Gerakan di bidang pendidikan semakin gencar dilakukan setelah Muktamar ke-41 di Surakarta diadakan perubahan Anggaran Dasar pasal 4 yang berisi tentang ruang lingkup amal usaha Muhammadiyah yang meliputi: pengembangan penyelidikan nilai dan hukum Islam (tarjih) serta pengembangan pendidikan dan kebudayaan, tabligh, tolong menolong, kepustakaan, penertiban wakaf, kepemudaan, kewanitaan, dan kesejahteraan hidup anggota (ekonomi).
Pada dasarnya, kegiatan di bidang pendidikan sudah dimulai sejak awal berdirinya, berkaitan dengan amal usaha lainnya. Tahun 1929 jumlah rumah sekolah yang didirikan oleh Muhamamdiyah di wilayah Yogyakarta, Surakarta, dan Jakarta sudah mencapai 126 buah.
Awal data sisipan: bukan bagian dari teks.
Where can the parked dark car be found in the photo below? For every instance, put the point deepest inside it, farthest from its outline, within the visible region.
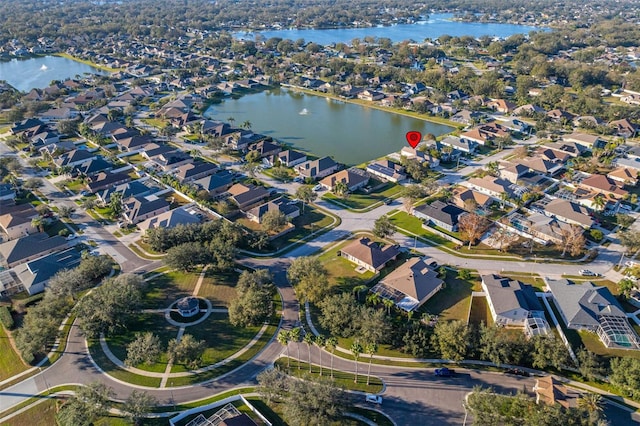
(445, 372)
(518, 372)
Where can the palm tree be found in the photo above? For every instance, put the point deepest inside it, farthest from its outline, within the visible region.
(308, 340)
(357, 290)
(38, 223)
(370, 349)
(331, 343)
(284, 337)
(388, 303)
(592, 403)
(320, 341)
(295, 337)
(356, 351)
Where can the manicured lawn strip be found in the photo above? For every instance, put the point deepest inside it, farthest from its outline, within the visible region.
(219, 288)
(376, 417)
(223, 339)
(341, 271)
(153, 322)
(43, 414)
(342, 379)
(362, 201)
(10, 362)
(113, 370)
(480, 311)
(452, 302)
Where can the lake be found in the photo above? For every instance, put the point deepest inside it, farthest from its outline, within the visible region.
(435, 26)
(350, 133)
(26, 74)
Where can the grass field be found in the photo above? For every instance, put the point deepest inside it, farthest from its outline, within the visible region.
(10, 362)
(453, 301)
(359, 200)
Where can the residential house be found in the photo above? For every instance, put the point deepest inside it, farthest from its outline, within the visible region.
(513, 303)
(286, 207)
(140, 207)
(317, 169)
(169, 219)
(350, 178)
(126, 190)
(604, 185)
(21, 250)
(289, 158)
(387, 170)
(15, 220)
(104, 180)
(216, 184)
(368, 254)
(245, 196)
(441, 214)
(624, 128)
(265, 148)
(73, 158)
(585, 140)
(587, 307)
(196, 170)
(410, 285)
(495, 187)
(35, 274)
(564, 210)
(469, 199)
(625, 176)
(467, 146)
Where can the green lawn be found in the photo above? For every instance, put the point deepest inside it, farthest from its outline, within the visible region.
(480, 311)
(341, 271)
(43, 414)
(452, 302)
(342, 379)
(359, 200)
(10, 362)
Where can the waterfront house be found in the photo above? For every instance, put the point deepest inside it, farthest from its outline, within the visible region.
(514, 304)
(317, 169)
(410, 285)
(587, 307)
(368, 254)
(441, 214)
(351, 179)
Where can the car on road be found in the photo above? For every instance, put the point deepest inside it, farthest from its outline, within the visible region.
(374, 399)
(444, 372)
(517, 372)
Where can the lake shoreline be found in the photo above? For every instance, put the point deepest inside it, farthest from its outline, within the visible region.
(368, 104)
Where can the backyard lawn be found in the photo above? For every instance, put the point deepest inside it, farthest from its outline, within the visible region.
(452, 302)
(360, 200)
(342, 272)
(10, 362)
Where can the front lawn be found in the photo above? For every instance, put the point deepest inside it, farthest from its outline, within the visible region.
(10, 362)
(342, 272)
(453, 301)
(359, 200)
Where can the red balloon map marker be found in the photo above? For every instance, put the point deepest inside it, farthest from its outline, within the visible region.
(414, 138)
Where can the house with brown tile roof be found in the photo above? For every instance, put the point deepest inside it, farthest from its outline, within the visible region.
(353, 180)
(369, 254)
(410, 285)
(624, 175)
(604, 185)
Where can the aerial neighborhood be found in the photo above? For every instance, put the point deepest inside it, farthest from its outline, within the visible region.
(165, 245)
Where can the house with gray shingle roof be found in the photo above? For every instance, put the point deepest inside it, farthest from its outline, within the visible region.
(369, 254)
(511, 302)
(587, 307)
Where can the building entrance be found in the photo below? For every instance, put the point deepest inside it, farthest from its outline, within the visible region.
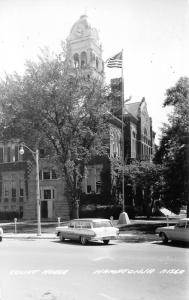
(44, 209)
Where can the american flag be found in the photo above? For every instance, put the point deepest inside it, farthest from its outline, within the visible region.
(115, 61)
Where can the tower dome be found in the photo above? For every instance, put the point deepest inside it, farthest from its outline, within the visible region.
(84, 45)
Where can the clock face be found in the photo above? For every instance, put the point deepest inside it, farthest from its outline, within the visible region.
(79, 30)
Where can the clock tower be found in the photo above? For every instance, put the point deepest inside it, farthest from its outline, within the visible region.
(85, 48)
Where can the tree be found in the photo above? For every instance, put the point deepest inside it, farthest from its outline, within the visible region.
(173, 151)
(143, 183)
(61, 108)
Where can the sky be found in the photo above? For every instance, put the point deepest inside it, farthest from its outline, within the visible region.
(154, 36)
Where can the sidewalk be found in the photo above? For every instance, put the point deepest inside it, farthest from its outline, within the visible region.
(50, 236)
(28, 236)
(138, 228)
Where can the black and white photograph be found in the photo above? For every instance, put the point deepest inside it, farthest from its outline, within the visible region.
(94, 150)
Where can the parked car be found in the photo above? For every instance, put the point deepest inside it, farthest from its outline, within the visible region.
(179, 232)
(85, 230)
(1, 234)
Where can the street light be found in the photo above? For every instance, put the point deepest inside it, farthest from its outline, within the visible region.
(36, 157)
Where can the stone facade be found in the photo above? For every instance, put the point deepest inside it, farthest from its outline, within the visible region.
(18, 173)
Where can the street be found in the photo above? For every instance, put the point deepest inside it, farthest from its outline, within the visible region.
(51, 270)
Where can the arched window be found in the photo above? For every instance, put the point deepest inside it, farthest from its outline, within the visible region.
(76, 60)
(83, 59)
(145, 136)
(97, 63)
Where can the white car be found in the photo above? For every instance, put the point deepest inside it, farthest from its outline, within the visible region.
(179, 232)
(85, 230)
(1, 234)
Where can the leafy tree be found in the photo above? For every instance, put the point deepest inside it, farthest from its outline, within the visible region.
(57, 107)
(173, 151)
(143, 183)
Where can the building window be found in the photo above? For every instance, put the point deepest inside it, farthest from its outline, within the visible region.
(133, 144)
(1, 154)
(83, 59)
(97, 63)
(6, 189)
(47, 174)
(47, 193)
(76, 60)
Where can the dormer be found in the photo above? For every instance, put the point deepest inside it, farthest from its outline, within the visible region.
(85, 48)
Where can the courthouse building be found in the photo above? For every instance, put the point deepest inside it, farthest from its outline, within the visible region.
(18, 172)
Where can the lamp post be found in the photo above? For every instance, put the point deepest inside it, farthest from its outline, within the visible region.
(36, 157)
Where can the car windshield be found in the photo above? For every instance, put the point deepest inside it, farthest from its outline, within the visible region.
(102, 224)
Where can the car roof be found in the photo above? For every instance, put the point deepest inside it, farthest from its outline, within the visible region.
(90, 219)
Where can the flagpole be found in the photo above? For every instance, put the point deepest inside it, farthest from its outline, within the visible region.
(123, 147)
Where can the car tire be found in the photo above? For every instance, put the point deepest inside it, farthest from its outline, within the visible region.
(106, 242)
(61, 237)
(83, 240)
(164, 237)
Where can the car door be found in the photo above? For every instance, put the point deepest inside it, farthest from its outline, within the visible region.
(69, 233)
(180, 231)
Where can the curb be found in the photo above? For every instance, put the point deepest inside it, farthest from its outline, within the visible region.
(29, 237)
(54, 237)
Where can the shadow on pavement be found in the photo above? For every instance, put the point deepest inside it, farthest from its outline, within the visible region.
(77, 243)
(173, 244)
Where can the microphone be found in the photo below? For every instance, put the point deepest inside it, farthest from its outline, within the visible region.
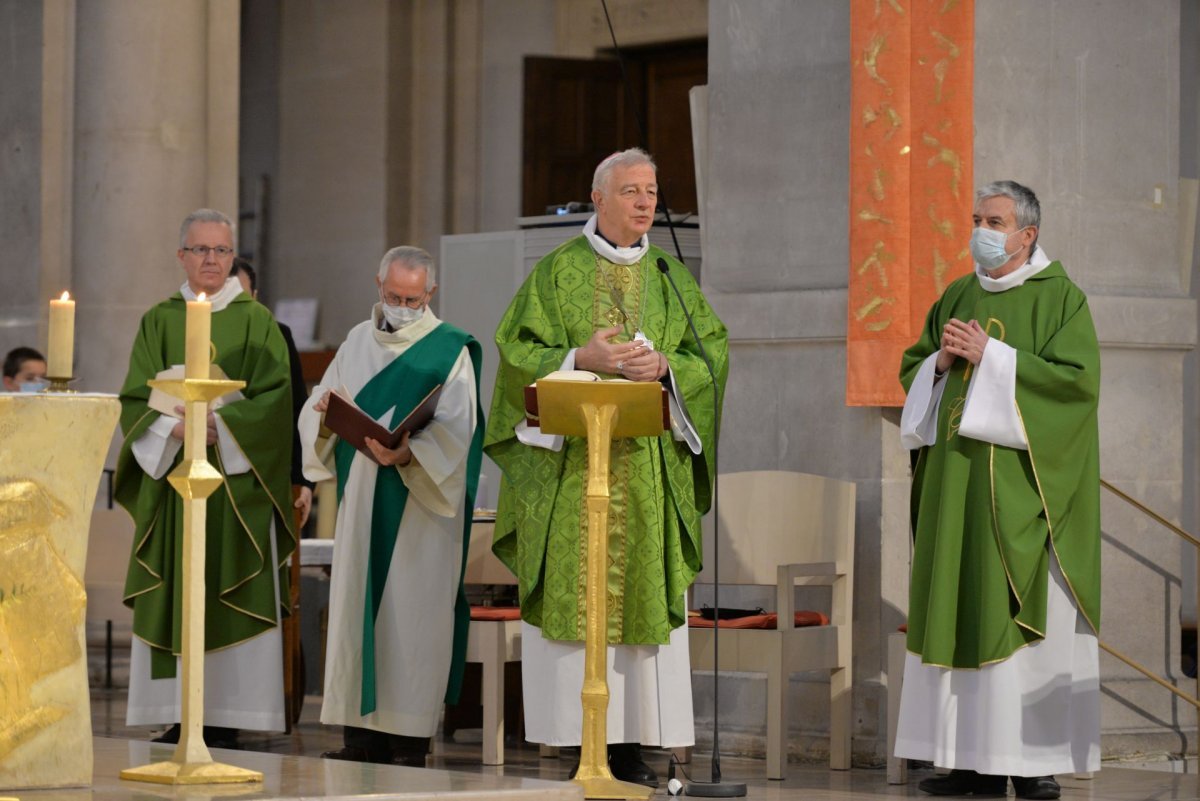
(665, 269)
(714, 788)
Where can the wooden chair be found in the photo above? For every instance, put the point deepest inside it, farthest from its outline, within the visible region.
(785, 529)
(493, 638)
(109, 622)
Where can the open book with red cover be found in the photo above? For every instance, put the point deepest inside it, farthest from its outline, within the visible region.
(354, 426)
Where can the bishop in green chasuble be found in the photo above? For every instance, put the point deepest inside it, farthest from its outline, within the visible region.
(599, 302)
(1005, 601)
(250, 522)
(659, 487)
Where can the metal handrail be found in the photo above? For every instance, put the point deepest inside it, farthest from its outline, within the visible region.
(1133, 663)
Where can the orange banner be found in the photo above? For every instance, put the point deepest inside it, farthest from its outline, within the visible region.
(911, 188)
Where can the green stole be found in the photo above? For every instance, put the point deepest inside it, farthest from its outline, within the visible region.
(402, 385)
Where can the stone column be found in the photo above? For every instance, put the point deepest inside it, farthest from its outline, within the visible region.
(155, 137)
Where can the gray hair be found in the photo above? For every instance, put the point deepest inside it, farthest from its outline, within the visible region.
(204, 216)
(411, 258)
(631, 157)
(1025, 204)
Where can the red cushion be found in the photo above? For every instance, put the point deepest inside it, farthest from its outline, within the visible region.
(495, 613)
(803, 619)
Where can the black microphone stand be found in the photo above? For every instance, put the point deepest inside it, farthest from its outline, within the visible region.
(714, 788)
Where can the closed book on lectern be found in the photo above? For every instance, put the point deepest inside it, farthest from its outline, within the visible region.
(354, 426)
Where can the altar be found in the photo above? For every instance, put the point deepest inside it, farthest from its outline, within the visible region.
(54, 447)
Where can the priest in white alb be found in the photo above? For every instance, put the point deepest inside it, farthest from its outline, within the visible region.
(397, 613)
(1002, 675)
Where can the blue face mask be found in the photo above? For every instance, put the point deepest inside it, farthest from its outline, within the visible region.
(988, 247)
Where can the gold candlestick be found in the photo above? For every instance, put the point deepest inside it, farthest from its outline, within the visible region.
(195, 480)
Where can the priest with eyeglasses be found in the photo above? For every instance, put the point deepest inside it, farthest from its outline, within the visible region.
(250, 521)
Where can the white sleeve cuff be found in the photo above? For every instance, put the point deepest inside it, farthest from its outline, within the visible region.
(532, 435)
(156, 449)
(233, 458)
(990, 410)
(918, 421)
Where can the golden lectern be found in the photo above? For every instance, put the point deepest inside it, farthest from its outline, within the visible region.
(601, 411)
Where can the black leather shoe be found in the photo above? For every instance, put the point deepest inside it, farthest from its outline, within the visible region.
(1036, 787)
(171, 735)
(965, 782)
(408, 751)
(355, 754)
(625, 763)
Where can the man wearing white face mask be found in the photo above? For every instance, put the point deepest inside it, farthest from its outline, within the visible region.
(397, 614)
(1002, 675)
(24, 371)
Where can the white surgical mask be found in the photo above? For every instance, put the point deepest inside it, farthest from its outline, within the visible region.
(988, 247)
(400, 315)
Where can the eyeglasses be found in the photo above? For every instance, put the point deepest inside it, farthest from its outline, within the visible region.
(411, 302)
(203, 251)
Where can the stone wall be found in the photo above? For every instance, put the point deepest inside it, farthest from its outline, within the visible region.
(1065, 103)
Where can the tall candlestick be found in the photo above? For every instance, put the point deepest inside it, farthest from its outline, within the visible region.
(199, 332)
(61, 339)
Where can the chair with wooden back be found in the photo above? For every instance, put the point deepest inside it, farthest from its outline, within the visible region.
(493, 638)
(784, 529)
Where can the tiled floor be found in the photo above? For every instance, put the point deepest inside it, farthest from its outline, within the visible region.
(310, 739)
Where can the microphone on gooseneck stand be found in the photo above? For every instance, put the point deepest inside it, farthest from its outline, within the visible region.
(714, 788)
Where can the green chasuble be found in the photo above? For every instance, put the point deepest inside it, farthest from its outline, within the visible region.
(240, 578)
(659, 489)
(984, 516)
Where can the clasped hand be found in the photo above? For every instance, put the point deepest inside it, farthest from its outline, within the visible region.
(210, 434)
(959, 338)
(631, 360)
(399, 456)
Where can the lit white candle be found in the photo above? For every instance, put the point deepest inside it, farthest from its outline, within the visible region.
(61, 339)
(196, 343)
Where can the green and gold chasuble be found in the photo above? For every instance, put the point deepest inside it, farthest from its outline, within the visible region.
(659, 489)
(984, 516)
(239, 578)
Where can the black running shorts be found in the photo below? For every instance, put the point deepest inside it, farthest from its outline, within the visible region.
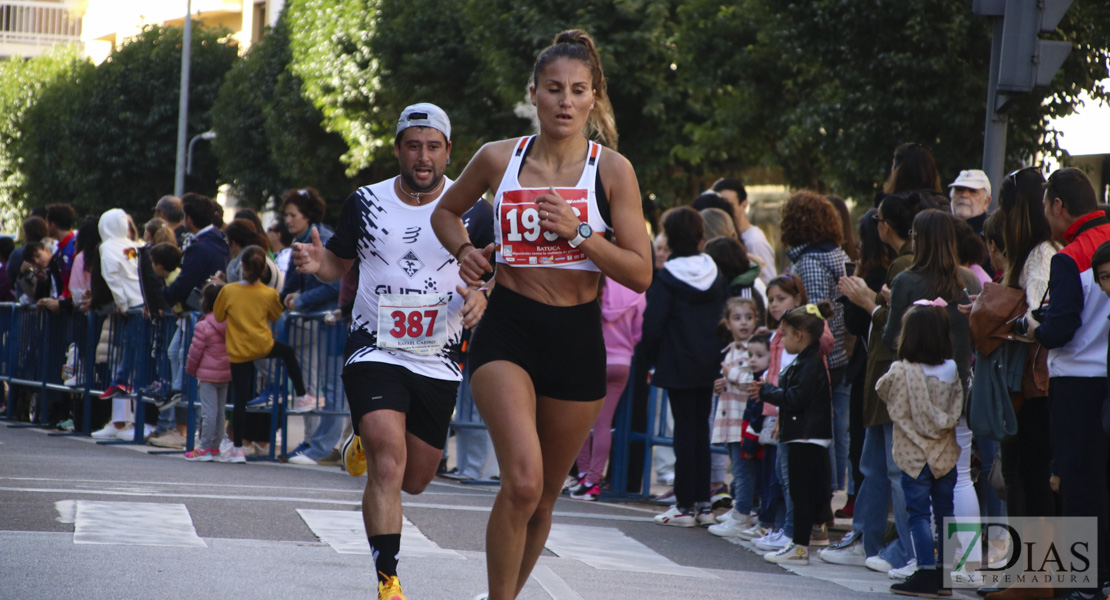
(427, 403)
(561, 347)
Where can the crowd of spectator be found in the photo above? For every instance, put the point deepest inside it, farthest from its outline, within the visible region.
(866, 366)
(167, 274)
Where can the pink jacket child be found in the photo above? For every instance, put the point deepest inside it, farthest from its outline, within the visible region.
(208, 355)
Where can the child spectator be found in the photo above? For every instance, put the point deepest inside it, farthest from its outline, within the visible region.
(208, 362)
(119, 266)
(729, 427)
(805, 402)
(683, 309)
(248, 306)
(925, 398)
(33, 278)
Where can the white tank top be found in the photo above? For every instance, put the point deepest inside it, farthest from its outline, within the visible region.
(520, 239)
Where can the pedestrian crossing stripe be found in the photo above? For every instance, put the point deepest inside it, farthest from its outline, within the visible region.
(608, 549)
(344, 531)
(134, 524)
(151, 524)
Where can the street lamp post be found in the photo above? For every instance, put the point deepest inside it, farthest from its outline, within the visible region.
(179, 180)
(189, 163)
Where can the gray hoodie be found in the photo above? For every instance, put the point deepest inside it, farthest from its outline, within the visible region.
(119, 260)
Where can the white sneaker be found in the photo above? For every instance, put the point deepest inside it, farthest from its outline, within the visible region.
(791, 553)
(877, 563)
(730, 528)
(904, 573)
(108, 431)
(301, 459)
(754, 532)
(774, 541)
(851, 555)
(128, 434)
(234, 455)
(676, 517)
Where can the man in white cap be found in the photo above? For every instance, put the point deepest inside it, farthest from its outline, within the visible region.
(970, 195)
(403, 349)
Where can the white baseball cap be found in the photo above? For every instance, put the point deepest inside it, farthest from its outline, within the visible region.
(424, 114)
(972, 179)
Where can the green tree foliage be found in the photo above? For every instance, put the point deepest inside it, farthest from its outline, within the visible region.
(270, 136)
(106, 136)
(21, 83)
(820, 91)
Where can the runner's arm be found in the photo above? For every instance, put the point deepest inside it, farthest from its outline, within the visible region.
(628, 260)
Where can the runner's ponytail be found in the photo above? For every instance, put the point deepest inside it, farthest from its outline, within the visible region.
(576, 43)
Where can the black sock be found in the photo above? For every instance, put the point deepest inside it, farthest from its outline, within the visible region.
(384, 549)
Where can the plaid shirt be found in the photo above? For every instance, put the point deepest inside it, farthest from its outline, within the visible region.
(820, 271)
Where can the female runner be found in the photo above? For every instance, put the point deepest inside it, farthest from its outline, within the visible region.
(537, 358)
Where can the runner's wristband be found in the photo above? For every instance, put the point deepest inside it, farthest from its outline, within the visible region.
(461, 248)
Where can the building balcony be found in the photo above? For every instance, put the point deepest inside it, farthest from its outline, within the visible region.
(28, 28)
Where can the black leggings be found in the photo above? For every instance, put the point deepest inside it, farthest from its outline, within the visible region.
(809, 484)
(1027, 461)
(690, 409)
(242, 382)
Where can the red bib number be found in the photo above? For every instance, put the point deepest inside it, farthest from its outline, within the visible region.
(414, 323)
(523, 240)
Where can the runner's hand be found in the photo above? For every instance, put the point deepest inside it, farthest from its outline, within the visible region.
(556, 215)
(474, 303)
(308, 256)
(474, 264)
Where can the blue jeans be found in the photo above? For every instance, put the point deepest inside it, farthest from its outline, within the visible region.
(744, 470)
(919, 491)
(772, 507)
(881, 487)
(838, 450)
(784, 479)
(167, 419)
(132, 343)
(990, 505)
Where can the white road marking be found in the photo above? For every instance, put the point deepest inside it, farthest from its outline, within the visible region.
(607, 548)
(67, 510)
(553, 583)
(134, 524)
(161, 494)
(855, 578)
(344, 531)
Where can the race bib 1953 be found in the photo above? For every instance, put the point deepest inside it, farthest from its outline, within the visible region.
(524, 242)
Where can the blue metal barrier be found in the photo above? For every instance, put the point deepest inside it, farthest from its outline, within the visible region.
(33, 347)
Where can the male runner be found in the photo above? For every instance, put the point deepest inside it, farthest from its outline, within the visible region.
(402, 367)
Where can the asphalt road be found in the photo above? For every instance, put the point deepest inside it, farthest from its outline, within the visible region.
(86, 520)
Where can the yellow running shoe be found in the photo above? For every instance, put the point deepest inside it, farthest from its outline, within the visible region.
(391, 589)
(354, 460)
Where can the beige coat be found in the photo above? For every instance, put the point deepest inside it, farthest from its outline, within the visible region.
(925, 410)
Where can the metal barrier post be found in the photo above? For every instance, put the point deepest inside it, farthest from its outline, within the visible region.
(10, 334)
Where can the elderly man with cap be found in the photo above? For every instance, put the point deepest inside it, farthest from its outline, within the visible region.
(169, 209)
(402, 370)
(970, 195)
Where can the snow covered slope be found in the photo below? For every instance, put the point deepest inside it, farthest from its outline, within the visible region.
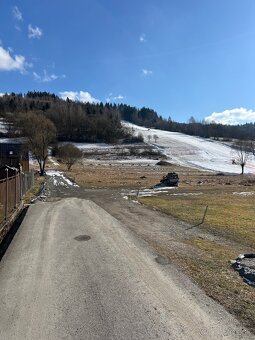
(194, 152)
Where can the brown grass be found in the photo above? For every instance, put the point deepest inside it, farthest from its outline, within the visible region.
(230, 217)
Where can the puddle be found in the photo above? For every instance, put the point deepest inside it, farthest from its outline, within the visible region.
(162, 260)
(82, 238)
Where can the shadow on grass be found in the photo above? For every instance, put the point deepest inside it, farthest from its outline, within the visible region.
(11, 233)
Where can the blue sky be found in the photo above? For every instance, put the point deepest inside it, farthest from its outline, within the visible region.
(180, 57)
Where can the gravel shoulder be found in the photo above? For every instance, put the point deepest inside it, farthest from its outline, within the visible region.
(76, 269)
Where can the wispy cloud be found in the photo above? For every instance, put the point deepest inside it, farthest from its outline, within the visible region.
(17, 15)
(34, 32)
(80, 96)
(232, 117)
(12, 63)
(147, 72)
(142, 38)
(46, 78)
(112, 98)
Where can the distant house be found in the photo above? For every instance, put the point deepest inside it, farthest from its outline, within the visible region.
(14, 154)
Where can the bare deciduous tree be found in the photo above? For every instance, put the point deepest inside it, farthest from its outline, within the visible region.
(70, 154)
(40, 132)
(155, 138)
(242, 153)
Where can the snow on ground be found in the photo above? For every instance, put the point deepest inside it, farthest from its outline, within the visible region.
(244, 193)
(196, 152)
(85, 146)
(59, 179)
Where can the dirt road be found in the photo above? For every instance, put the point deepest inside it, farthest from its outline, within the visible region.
(73, 271)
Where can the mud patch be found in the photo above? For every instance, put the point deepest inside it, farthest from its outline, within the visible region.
(82, 238)
(162, 260)
(245, 265)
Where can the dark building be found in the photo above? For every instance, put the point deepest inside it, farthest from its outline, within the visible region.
(15, 155)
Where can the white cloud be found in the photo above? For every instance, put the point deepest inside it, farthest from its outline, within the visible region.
(232, 117)
(112, 98)
(147, 72)
(9, 63)
(81, 96)
(142, 38)
(17, 14)
(34, 32)
(45, 78)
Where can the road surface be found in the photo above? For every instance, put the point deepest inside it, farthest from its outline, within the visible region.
(73, 271)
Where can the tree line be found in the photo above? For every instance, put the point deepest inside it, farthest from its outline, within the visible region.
(74, 121)
(86, 122)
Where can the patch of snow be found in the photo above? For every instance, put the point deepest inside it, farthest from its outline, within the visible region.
(60, 179)
(187, 194)
(52, 161)
(84, 146)
(196, 152)
(244, 193)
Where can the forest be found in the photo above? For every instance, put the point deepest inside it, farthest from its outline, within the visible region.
(86, 122)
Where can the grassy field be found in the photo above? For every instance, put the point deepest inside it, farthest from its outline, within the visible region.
(230, 212)
(229, 224)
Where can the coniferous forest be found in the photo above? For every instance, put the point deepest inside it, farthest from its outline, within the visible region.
(86, 122)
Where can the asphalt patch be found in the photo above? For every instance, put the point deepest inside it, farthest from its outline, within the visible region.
(82, 238)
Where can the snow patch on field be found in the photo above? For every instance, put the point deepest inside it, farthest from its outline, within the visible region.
(196, 152)
(244, 193)
(60, 179)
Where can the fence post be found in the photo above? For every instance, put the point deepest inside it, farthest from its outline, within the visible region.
(20, 183)
(15, 194)
(6, 195)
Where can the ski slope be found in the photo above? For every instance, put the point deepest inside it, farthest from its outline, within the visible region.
(193, 151)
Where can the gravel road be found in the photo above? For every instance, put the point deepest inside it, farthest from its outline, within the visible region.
(73, 271)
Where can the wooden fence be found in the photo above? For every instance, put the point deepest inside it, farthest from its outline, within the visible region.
(12, 190)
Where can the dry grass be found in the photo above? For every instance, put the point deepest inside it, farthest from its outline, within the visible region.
(214, 274)
(230, 216)
(119, 176)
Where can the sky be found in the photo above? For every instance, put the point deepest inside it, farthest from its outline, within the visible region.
(181, 58)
Selain itu, sejumlah balai pengobatan (poliklinik) di kota-kota Yagya, Surabaya, dan Malang telah mengobati sebanyak 81.000 orang pasien (Karim, 1986:123).
Mengenai usaha di bidang pendidikan, Shodiq T. Sutaikrama, sebagaimana dikutip Rusli Karim, menyatakan bahwa sektor usaha pendidikannya menghadirkan 13.201 sekolah mulai jenjang Taman Kanak-Kanak sampai Perguruan Tinggi. Menanggapi perkembangan secara kelembagaan ini, patut disyukuri karena Muhammadiyah telah memiliki amal usaha yang cukup banyak. Selain memiliki lembaga pendidikan, juga memiliki sekitar 215 Rumah Sakit dan Poliklinik.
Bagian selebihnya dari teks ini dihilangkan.